Os médicos de família de 16 países a nível mundial, incluindo Portugal, reconhecem os efeitos positivos da utilização das tecnologias digitais nos cuidados de saúde primários durante a pandemia de COVID-19, mas chamam a atenção para problemas na acessibilidade por parte de alguns grupos de doentes.

Estes são resultados preliminares do inSIGHT, um estudo internacional realizado em parceria com a Faculdade de Medicina da Universidade do Porto (FMUP) e coordenado por Ana Luísa Neves, professora da FMUP e investigadora do CINTESIS. Ao todo, foram auscultados cerca de 1500 médicos de família.

O objetivo deste projeto, liderado pelo Institute of Global Health Innovation, era avaliar as perspetivas dos médicos de família dos vários países sobre a transição digital imposta pela pandemia. Portugal foi um dos países incluídos, a par com a Espanha, França, Itália, Alemanha, Reino Unido, Irlanda, Croácia, Eslovénia, Turquia, Chile, Colômbia, Brasil, Canadá, Estados Unidos e Austrália.

De acordo com a coordenadora, “a maioria dos médicos de família reconheceu um efeito positivo na redução global do risco de transmissão de COVID-19 (89.6%), na monitorização de doentes infetados (81,2%), na prestação de cuidados preventivos (81.2%) e no follow-up de doenças crónicas (69.8%)”.

No entanto, “quase metade dos médicos considerou que houve um efeito negativo na agudização de desigualdades de acesso por parte de determinados grupos”.

Ana Luísa Neves acredita que “alguns grupos da população terão sido excluídos, nomeadamente os idosos e os que têm menor literacia digital ou menor tendência para usar estas tecnologias. Mas os determinantes de exclusão poderão ser mais, e mais complexos, do que prevemos”.

Novo projeto avalia perceções dos doentes sobre transição digital

Estes resultados do inSIGHT já motivaram a realização de um novo estudo com o objetivo de avaliar as perceções dos próprios doentes sobre a transição digital durante a pandemia de COVID-19.

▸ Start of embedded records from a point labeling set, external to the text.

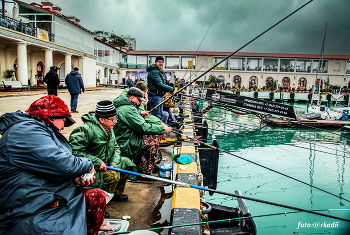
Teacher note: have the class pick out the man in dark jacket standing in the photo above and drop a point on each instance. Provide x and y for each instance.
(75, 85)
(52, 80)
(156, 80)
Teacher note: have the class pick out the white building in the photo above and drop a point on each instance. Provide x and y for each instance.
(43, 37)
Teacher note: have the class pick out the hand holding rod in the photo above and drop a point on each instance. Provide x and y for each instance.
(227, 57)
(224, 193)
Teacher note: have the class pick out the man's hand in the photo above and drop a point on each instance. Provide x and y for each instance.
(145, 114)
(103, 166)
(80, 181)
(167, 129)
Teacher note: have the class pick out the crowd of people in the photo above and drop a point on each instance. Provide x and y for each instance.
(48, 180)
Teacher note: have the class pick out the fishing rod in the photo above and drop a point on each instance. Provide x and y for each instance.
(221, 192)
(213, 221)
(227, 57)
(242, 158)
(273, 141)
(252, 129)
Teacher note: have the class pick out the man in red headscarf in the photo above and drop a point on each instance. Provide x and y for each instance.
(40, 179)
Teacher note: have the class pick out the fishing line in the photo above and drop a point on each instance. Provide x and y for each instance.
(213, 221)
(194, 56)
(242, 158)
(221, 192)
(273, 141)
(227, 57)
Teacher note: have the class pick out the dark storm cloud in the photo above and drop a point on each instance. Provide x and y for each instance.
(182, 24)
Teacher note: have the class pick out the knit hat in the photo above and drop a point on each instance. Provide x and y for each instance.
(159, 58)
(141, 85)
(136, 92)
(105, 109)
(50, 107)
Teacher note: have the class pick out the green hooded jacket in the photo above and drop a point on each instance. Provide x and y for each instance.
(90, 140)
(156, 81)
(131, 127)
(150, 119)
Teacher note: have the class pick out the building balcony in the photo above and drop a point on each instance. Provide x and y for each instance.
(21, 27)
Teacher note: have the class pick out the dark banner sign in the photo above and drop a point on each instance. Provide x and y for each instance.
(232, 100)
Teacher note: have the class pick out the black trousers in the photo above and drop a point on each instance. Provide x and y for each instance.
(52, 91)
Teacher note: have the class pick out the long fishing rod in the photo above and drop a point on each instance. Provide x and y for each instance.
(252, 129)
(270, 169)
(273, 141)
(213, 221)
(221, 192)
(294, 123)
(227, 57)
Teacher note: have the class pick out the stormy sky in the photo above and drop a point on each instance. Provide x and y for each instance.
(180, 25)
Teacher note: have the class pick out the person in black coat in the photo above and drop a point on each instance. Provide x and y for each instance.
(52, 80)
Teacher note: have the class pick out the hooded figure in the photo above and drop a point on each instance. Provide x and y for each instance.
(39, 174)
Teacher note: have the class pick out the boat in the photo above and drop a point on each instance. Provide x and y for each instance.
(244, 226)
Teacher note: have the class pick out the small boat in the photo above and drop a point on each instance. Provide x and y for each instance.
(234, 227)
(308, 116)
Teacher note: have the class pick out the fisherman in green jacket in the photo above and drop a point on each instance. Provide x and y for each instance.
(94, 139)
(131, 126)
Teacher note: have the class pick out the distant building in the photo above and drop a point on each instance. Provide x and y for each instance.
(102, 34)
(43, 37)
(131, 42)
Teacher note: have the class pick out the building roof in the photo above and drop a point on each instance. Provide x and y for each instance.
(38, 7)
(241, 54)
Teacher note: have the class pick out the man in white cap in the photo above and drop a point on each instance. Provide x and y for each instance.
(95, 140)
(131, 126)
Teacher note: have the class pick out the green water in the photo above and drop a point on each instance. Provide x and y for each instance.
(292, 151)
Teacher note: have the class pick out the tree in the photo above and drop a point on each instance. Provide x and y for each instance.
(117, 41)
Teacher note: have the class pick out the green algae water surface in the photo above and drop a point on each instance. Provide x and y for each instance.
(319, 158)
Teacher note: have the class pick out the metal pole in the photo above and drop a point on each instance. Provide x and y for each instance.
(232, 54)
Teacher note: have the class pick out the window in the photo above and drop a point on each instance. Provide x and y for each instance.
(287, 65)
(321, 69)
(254, 64)
(172, 62)
(43, 17)
(186, 61)
(270, 65)
(303, 66)
(237, 64)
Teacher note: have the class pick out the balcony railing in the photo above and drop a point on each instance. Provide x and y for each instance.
(19, 26)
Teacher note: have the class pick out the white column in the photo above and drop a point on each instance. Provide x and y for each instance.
(32, 70)
(8, 64)
(22, 68)
(67, 64)
(48, 61)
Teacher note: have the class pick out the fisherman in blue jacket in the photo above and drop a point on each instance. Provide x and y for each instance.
(75, 86)
(39, 175)
(156, 80)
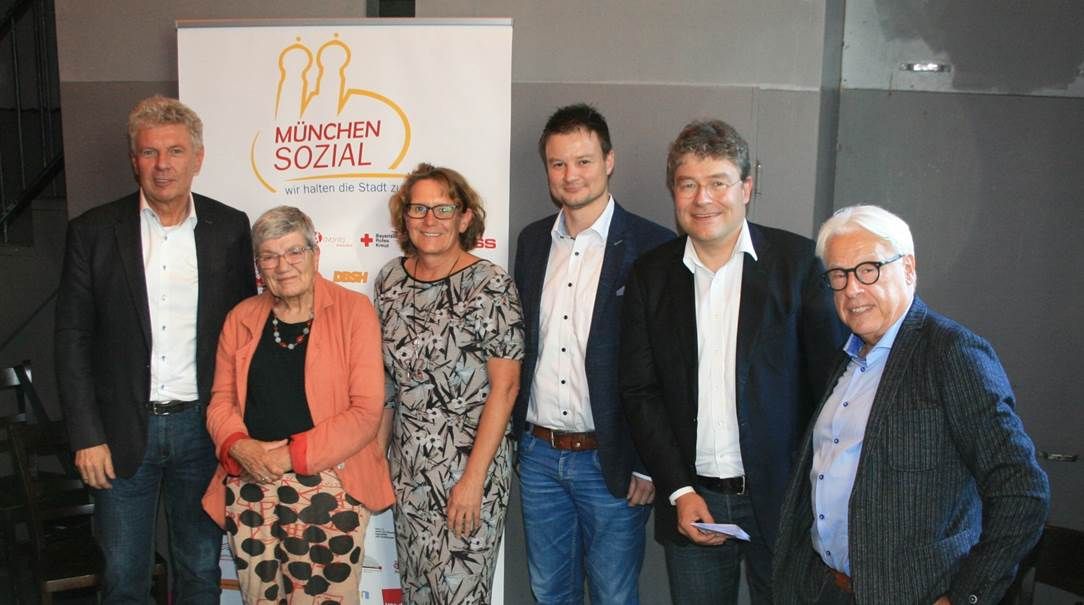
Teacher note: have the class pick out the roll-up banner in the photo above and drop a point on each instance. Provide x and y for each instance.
(330, 116)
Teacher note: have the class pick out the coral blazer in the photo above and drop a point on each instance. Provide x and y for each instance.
(344, 384)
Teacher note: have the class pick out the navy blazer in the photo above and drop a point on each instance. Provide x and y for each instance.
(103, 321)
(630, 235)
(788, 335)
(947, 497)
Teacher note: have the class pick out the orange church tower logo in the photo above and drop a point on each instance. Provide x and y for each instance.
(325, 129)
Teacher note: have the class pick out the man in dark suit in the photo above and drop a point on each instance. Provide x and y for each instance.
(725, 345)
(147, 281)
(584, 506)
(917, 483)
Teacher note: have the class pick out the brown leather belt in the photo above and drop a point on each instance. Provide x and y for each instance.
(734, 486)
(571, 441)
(166, 408)
(842, 581)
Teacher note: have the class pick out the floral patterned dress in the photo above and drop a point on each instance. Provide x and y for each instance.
(437, 338)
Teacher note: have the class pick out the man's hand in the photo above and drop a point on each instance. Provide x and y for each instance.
(95, 466)
(641, 491)
(258, 460)
(691, 509)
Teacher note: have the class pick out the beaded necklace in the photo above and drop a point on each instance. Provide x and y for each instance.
(300, 337)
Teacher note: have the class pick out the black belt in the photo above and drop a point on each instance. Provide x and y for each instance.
(734, 486)
(166, 408)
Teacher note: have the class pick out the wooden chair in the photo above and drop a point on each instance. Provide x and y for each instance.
(28, 408)
(63, 553)
(1058, 561)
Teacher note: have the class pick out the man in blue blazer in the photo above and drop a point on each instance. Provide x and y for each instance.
(725, 347)
(584, 509)
(916, 484)
(147, 281)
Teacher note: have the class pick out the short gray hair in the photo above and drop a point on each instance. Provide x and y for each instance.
(874, 219)
(708, 138)
(281, 221)
(163, 111)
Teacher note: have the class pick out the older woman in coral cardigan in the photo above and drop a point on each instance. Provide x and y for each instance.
(294, 414)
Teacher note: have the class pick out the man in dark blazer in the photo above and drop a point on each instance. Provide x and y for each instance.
(725, 345)
(584, 511)
(146, 283)
(916, 483)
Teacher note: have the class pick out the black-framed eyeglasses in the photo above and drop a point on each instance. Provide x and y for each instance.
(687, 189)
(866, 273)
(442, 211)
(293, 256)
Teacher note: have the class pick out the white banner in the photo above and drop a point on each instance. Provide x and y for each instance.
(330, 116)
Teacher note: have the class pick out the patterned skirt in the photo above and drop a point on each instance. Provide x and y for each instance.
(300, 539)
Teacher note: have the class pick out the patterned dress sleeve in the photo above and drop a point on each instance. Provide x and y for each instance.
(500, 317)
(382, 304)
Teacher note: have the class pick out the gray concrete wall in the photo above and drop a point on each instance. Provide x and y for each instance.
(113, 55)
(984, 163)
(770, 68)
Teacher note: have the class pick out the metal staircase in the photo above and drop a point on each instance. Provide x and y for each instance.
(31, 156)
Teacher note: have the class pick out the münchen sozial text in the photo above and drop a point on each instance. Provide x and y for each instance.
(330, 144)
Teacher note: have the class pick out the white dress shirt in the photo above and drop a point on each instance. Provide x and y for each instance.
(718, 301)
(172, 292)
(559, 398)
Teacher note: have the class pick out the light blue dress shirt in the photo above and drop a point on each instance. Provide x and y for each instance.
(837, 446)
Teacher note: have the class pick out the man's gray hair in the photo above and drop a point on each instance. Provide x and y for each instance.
(281, 221)
(882, 223)
(708, 138)
(163, 111)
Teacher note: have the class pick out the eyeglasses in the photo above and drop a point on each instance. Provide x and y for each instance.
(687, 189)
(442, 211)
(293, 256)
(866, 273)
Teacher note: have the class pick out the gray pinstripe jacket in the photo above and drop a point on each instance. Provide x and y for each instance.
(947, 498)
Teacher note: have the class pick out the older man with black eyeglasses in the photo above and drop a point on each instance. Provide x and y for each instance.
(916, 481)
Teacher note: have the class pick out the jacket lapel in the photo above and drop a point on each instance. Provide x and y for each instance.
(895, 370)
(205, 241)
(534, 259)
(610, 272)
(681, 303)
(130, 248)
(755, 296)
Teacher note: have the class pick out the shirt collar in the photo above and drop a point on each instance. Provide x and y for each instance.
(854, 344)
(601, 226)
(144, 208)
(744, 245)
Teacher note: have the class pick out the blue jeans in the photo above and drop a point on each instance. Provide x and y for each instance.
(710, 575)
(573, 525)
(179, 461)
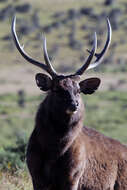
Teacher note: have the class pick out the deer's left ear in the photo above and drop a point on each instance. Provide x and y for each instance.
(88, 86)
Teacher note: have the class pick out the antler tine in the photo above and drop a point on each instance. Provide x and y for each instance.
(100, 55)
(90, 57)
(23, 53)
(46, 57)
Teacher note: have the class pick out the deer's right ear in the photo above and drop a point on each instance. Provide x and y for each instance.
(43, 81)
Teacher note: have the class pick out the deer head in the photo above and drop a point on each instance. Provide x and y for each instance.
(66, 89)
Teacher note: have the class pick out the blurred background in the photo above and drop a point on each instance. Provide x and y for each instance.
(69, 26)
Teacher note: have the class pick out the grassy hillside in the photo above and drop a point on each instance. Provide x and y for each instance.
(69, 26)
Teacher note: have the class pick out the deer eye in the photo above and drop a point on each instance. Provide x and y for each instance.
(77, 91)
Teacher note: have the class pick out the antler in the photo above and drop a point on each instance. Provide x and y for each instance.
(48, 67)
(90, 57)
(99, 56)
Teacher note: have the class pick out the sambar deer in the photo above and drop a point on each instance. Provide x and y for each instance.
(63, 154)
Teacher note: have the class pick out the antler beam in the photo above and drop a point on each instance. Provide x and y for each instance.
(46, 67)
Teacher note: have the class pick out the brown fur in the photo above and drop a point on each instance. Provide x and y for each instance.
(64, 155)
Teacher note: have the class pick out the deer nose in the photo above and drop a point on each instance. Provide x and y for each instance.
(73, 106)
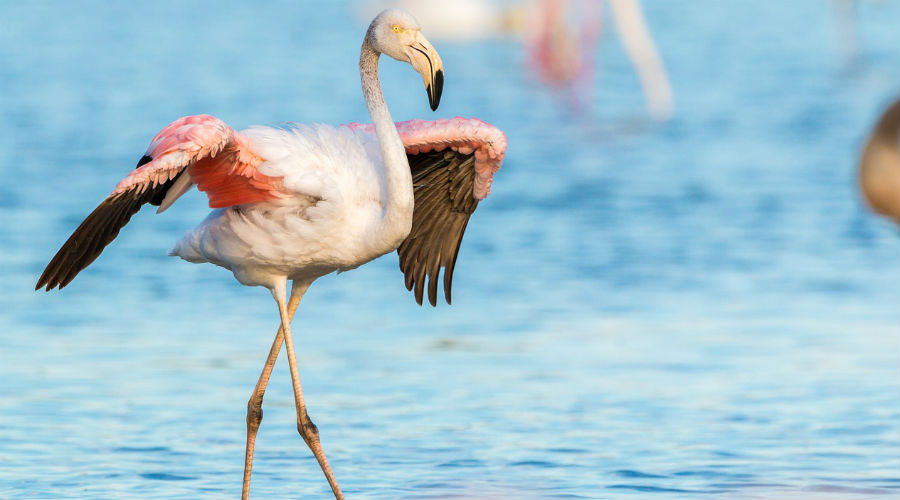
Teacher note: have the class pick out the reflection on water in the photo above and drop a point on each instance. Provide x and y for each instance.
(696, 309)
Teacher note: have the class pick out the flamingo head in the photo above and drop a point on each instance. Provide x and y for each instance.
(396, 33)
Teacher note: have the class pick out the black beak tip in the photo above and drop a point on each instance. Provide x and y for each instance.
(434, 91)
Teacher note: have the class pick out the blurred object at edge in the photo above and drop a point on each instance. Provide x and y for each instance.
(879, 166)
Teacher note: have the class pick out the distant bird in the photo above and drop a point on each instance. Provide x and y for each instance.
(562, 53)
(457, 20)
(299, 203)
(879, 166)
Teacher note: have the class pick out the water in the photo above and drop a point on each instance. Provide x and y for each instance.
(700, 309)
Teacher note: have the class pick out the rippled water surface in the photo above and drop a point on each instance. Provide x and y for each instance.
(698, 309)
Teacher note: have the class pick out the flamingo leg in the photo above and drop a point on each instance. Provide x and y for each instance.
(305, 426)
(254, 406)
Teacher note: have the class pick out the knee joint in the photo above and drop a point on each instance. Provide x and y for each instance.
(254, 412)
(307, 429)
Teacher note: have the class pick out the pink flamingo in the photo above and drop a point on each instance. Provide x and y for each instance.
(562, 54)
(299, 203)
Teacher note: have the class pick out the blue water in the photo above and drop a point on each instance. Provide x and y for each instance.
(697, 309)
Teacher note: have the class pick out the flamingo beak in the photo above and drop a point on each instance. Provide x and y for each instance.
(428, 63)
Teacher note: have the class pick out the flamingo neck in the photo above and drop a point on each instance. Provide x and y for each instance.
(398, 186)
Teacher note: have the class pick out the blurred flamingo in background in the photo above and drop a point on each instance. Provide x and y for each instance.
(562, 53)
(879, 165)
(299, 203)
(560, 39)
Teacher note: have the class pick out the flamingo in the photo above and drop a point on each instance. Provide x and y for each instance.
(562, 55)
(879, 166)
(301, 202)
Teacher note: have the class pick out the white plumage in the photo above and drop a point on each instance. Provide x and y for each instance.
(337, 178)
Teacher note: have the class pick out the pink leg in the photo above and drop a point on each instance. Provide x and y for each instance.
(254, 406)
(307, 429)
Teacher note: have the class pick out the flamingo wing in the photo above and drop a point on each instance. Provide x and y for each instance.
(200, 150)
(452, 162)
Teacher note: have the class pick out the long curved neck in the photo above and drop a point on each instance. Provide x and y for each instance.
(399, 195)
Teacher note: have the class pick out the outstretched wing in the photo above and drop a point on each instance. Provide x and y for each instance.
(453, 163)
(200, 150)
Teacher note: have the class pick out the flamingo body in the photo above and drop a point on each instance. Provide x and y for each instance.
(296, 203)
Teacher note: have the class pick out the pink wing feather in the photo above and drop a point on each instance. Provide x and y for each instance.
(219, 160)
(463, 135)
(204, 148)
(453, 162)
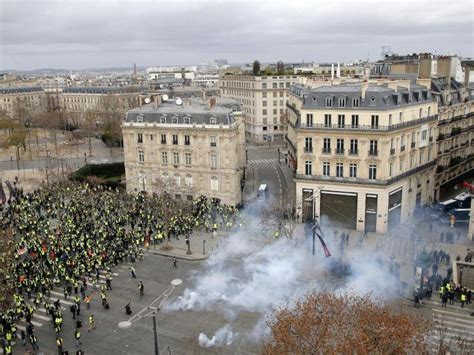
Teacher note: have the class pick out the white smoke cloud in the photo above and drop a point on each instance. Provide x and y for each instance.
(223, 336)
(252, 273)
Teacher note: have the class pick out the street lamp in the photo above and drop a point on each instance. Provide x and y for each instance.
(151, 310)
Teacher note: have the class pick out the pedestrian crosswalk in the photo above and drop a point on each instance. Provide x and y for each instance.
(453, 327)
(262, 161)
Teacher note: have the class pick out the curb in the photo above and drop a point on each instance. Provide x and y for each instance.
(177, 256)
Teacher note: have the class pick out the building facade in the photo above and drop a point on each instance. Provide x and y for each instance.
(193, 148)
(364, 154)
(263, 100)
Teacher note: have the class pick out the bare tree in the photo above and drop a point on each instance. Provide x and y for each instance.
(325, 323)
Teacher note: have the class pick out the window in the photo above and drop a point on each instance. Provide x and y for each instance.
(214, 184)
(341, 121)
(374, 122)
(353, 170)
(326, 169)
(373, 147)
(327, 120)
(355, 121)
(213, 141)
(213, 161)
(308, 144)
(340, 146)
(372, 172)
(187, 158)
(327, 145)
(189, 181)
(354, 146)
(308, 167)
(164, 157)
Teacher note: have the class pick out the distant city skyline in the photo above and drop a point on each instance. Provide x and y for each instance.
(84, 34)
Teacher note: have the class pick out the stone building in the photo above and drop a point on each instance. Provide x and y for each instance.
(263, 100)
(186, 147)
(364, 154)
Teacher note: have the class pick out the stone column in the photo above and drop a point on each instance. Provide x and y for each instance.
(470, 232)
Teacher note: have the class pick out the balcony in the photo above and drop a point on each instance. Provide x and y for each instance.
(388, 128)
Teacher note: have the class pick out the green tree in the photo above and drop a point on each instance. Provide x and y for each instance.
(256, 68)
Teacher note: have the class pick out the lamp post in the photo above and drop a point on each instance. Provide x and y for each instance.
(151, 310)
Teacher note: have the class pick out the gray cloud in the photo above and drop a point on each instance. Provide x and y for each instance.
(101, 33)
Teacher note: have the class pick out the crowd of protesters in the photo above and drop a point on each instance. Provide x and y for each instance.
(66, 235)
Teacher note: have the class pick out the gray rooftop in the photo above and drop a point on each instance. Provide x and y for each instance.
(20, 90)
(192, 111)
(376, 96)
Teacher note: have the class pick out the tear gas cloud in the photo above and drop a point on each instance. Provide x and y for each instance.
(252, 273)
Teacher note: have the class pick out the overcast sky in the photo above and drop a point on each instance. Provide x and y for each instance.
(80, 34)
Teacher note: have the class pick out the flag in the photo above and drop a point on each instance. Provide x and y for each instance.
(3, 197)
(318, 232)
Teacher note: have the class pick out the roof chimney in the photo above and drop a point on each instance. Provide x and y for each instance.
(212, 102)
(364, 87)
(157, 101)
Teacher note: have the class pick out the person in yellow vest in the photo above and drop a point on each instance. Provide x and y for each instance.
(463, 299)
(91, 323)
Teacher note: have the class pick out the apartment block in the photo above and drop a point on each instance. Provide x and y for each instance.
(186, 148)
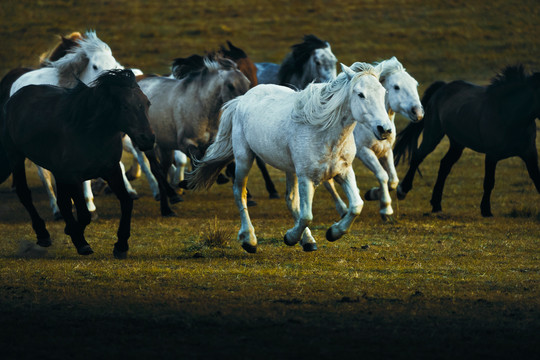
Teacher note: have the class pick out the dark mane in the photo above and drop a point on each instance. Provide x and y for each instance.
(233, 53)
(300, 54)
(510, 75)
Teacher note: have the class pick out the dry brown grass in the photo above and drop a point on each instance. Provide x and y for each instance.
(453, 285)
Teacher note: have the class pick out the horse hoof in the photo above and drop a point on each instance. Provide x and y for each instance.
(309, 247)
(44, 242)
(274, 195)
(249, 248)
(120, 255)
(175, 199)
(222, 179)
(287, 242)
(400, 193)
(329, 236)
(85, 250)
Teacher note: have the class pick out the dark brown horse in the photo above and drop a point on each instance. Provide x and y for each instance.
(497, 120)
(77, 135)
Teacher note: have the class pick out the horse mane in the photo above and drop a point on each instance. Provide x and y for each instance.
(233, 53)
(388, 67)
(73, 64)
(300, 54)
(326, 104)
(197, 66)
(98, 96)
(66, 43)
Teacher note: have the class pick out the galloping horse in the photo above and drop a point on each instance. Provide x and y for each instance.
(401, 97)
(77, 135)
(497, 120)
(185, 114)
(308, 134)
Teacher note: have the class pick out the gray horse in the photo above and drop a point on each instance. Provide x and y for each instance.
(185, 114)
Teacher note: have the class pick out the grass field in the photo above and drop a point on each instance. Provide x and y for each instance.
(446, 286)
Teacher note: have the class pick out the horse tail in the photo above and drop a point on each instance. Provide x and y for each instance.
(217, 156)
(407, 139)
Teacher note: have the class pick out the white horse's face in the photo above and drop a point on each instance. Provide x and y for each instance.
(323, 62)
(367, 106)
(402, 95)
(97, 64)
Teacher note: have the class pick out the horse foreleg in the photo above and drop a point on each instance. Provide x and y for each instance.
(89, 197)
(451, 157)
(341, 207)
(246, 235)
(116, 184)
(300, 231)
(127, 184)
(348, 183)
(25, 197)
(272, 192)
(489, 183)
(46, 178)
(531, 161)
(74, 228)
(380, 193)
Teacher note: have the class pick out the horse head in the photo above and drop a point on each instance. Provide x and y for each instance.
(367, 99)
(401, 90)
(129, 106)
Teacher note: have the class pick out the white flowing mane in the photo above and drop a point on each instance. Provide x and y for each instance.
(388, 67)
(326, 104)
(76, 60)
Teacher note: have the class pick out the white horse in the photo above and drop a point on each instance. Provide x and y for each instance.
(308, 134)
(85, 63)
(185, 113)
(401, 97)
(309, 61)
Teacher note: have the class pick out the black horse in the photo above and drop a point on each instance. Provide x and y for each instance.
(497, 120)
(77, 135)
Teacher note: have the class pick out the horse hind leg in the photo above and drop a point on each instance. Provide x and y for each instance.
(46, 178)
(74, 228)
(307, 241)
(246, 235)
(348, 183)
(451, 157)
(25, 197)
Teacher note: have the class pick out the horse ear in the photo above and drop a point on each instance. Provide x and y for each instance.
(347, 70)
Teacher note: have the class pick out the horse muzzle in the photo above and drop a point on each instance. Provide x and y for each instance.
(144, 142)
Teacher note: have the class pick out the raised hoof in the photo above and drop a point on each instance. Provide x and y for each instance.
(273, 195)
(85, 250)
(249, 248)
(175, 199)
(309, 247)
(287, 242)
(222, 179)
(388, 218)
(329, 235)
(169, 214)
(400, 193)
(120, 255)
(44, 242)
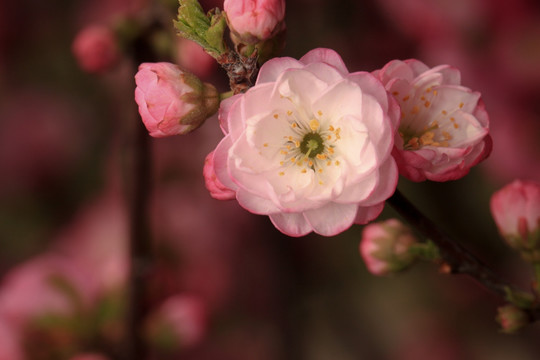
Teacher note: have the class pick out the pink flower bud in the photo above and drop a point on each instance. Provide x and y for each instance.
(96, 49)
(444, 128)
(385, 247)
(255, 20)
(180, 322)
(172, 101)
(516, 211)
(511, 318)
(215, 187)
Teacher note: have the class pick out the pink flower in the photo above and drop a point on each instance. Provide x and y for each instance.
(180, 319)
(384, 247)
(255, 20)
(215, 187)
(444, 128)
(309, 145)
(96, 49)
(516, 210)
(192, 57)
(172, 101)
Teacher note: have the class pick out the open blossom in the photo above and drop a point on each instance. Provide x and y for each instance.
(172, 101)
(255, 20)
(215, 187)
(444, 128)
(310, 145)
(516, 210)
(384, 247)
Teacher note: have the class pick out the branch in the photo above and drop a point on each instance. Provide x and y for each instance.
(458, 260)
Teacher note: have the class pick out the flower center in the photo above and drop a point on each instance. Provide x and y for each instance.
(420, 125)
(312, 144)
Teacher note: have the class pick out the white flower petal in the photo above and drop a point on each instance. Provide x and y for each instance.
(332, 218)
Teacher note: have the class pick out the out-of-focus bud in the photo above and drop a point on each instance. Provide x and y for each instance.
(192, 57)
(180, 322)
(96, 49)
(89, 356)
(172, 101)
(215, 187)
(385, 247)
(516, 211)
(256, 23)
(511, 318)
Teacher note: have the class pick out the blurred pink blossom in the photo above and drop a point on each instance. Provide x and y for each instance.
(309, 145)
(172, 101)
(255, 20)
(516, 211)
(385, 245)
(95, 48)
(9, 342)
(184, 318)
(444, 128)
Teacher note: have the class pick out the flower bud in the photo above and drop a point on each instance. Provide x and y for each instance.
(96, 49)
(215, 187)
(511, 318)
(516, 211)
(180, 322)
(385, 247)
(252, 21)
(172, 101)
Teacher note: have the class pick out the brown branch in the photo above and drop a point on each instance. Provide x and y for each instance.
(456, 259)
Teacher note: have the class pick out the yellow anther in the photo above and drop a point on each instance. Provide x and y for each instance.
(314, 124)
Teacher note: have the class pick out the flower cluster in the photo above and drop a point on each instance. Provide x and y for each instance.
(315, 147)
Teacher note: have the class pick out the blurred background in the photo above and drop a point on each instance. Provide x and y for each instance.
(226, 284)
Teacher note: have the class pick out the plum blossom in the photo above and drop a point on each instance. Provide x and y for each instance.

O projeto, também sob coordenação de Ana Luísa Neves, foi distinguido pelo Imperial College London com financiamento no valor de 25 mil libras

“A pandemia de COVID-19 representou a primeira experiência de telemedicina para muitos utentes. Embora sejam uma solução de emergência, o uso destes modelos pode ter efeitos a longo prazo na forma como os cuidados de saúde primários são prestados”, afirma.

Para a investigadora da FMUP/CINTESIS, “é fundamental ouvir os utentes, que são os utilizadores finais. É um imperativo ético retirar desta experiência as lições necessárias para perceber como, em que circunstâncias, e com quais grupos de doentes estes modelos poderão continuar a ser usados no futuro”.

Através da identificação de possíveis fatores de exclusão, Ana Luísa Neves entende que é possível “desenhar estratégias para capacitar os doentes que assim o desejem para um uso eficiente destas tecnologias”.

O estudo deverá arrancar em novembro deste ano. Os primeiros resultados deverão ser conhecidos no primeiro trimestre de 2021.